While thought-provoking the article is, it does seem to be based on observations rather actual empirical date. Furthermore, while Advanced Placement classes are, indeed, taught at my school, their presence seems to be very important to both the participants and their parents, regardless of what some remote professor believes. Any shortcomings that Professor Von Blum finds in his own undergrads are due to the American secondary education ideal in its entirety, where we are charged with educating everyone regardless of cognitive ability, this is not specific to AP classes. Somebody needs to wake this Von Blum up, and his yearning for "genuine liberal learning," as in my equally subjective recollections over my 14 year career, it's rare that current students learn for any thoroughness or mastery, but instead for the mark. In other words, for most, it's the result, the grade, rather than the process.
And, despite the import that we may share for the more esoteric classes that make up the traditional liberal arts undergraduate education, parents won't generally tolerate the collegiate bill for Jill or Jack to take classes in areas not leading to a definable degree with monetary and employability outcomes.
Certainly, let us not forget that Professor Von Blum's rallying against rote-memorization and test-taking has legislative origins: No Child Left Behind.
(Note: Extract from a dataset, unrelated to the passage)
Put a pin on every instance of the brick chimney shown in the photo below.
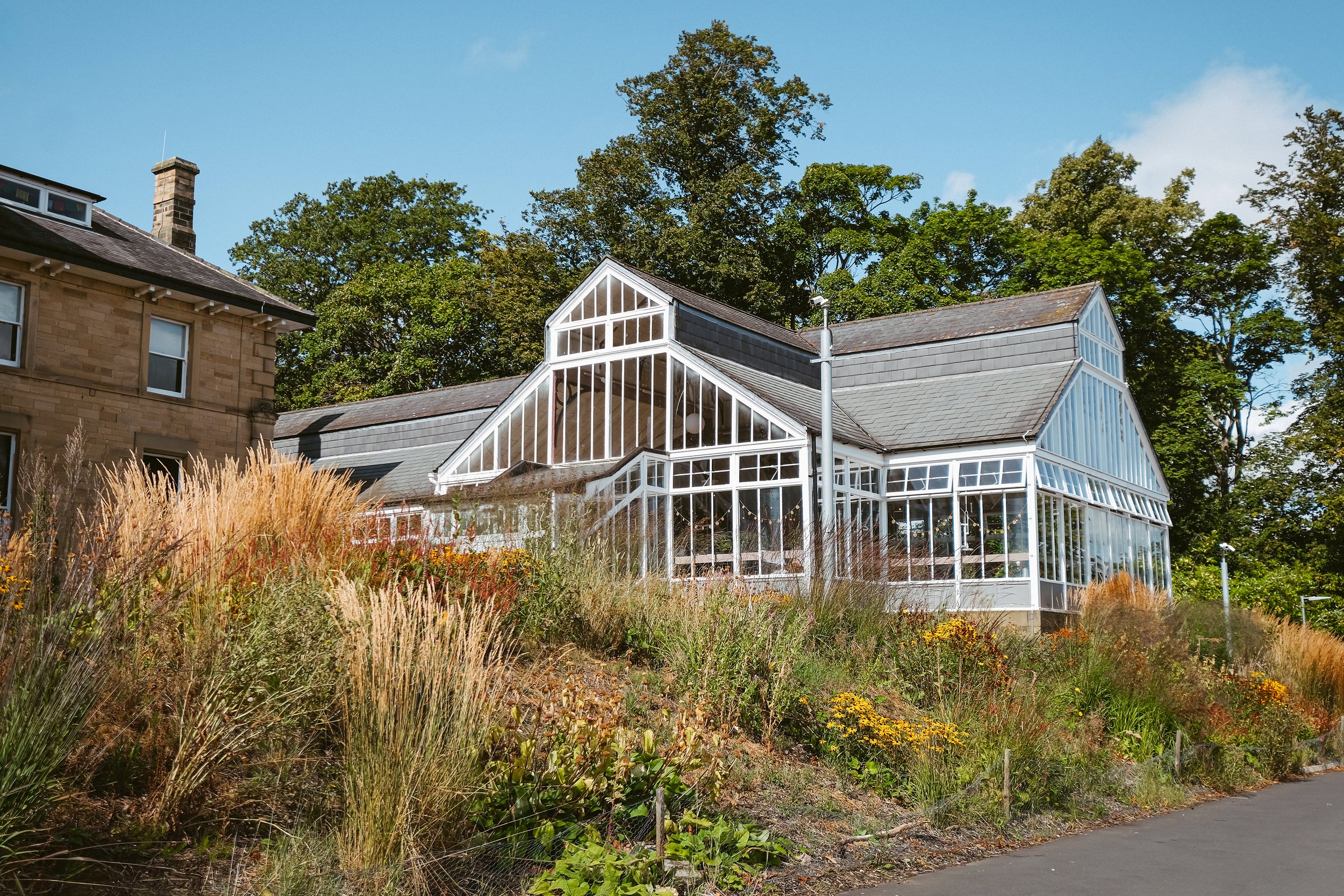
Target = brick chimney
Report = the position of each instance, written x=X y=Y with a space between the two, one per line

We're hamstrung.
Finally, Professor Von Blum condescends when he argues that high school teachers "are not qualified or knowledgeable enough to offer college-level instruction." Don't fool yourself, Von Blum, you teach at an upper mediocre public school, hardly Oxford. A cursory search of the database Academic OneFile, geared toward scholarly research articles, shows Professor Von Blum's wanting near recent research output: 2 articles since January 1995.